GEORGETOWN, Ky. (AP) - Current and former workers at Toyota's Kentucky plant shared stories Sunday about low wages and poor working conditions - rallying points many in the assembly line are hoping will ultimately lead to unionization.
A crowd of about 200 people - many of them workers at the Georgetown plant that produces the Camry - attended the meeting of the Kentucky Workers' Rights Board, a panel of religious and civic leaders pushing for better labor conditions.
Like foreign-owned auto companies across the South, Toyota is nonunion, but the leaders on the board sympathize with the workers and many contend that should change.
"We are people of community, and part of our community has said to us that things are not exactly the way they need to be in the work situation at Toyota," said Father John Rausch, coordinator of peace and justice at the Catholic Diocese in Lexington. "We are not trying to tear Toyota down. We are trying to make it better and have a better partner in community."
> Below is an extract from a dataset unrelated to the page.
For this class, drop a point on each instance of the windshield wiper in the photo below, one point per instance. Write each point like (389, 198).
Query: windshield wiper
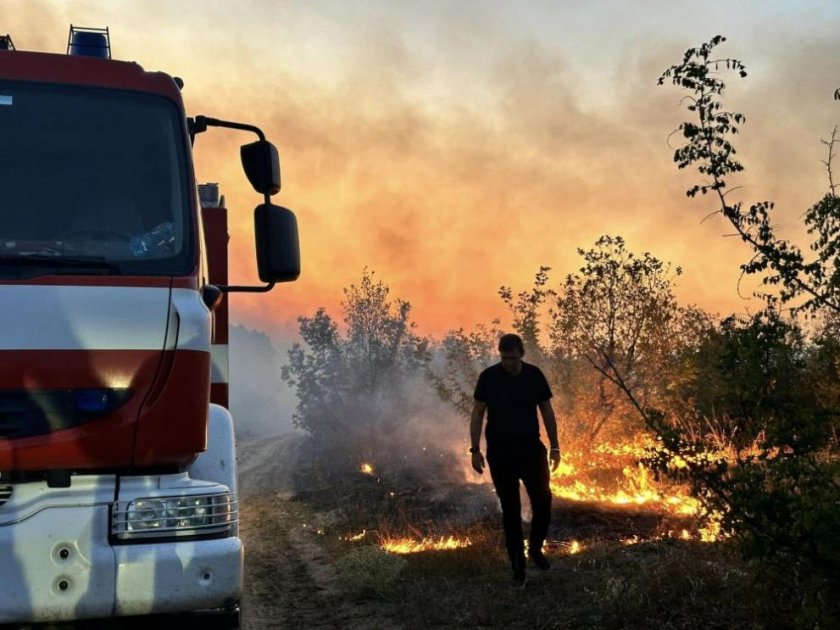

Two current employees and two fired ones described what they said were extraordinary steps taken by the company to prevent union organization.
A major focus of the hearing, which lasted nearly two hours, was the company's use of temporary workers, who some of the employees said were doing the same amount of work as the full-timers for half the pay.
"They're trying to get a job there," said Cornelia James, who has worked at Toyota for 19 years. "Full-time employment is dangled in front of them like a carrot, and they're told, any missteps and you're out."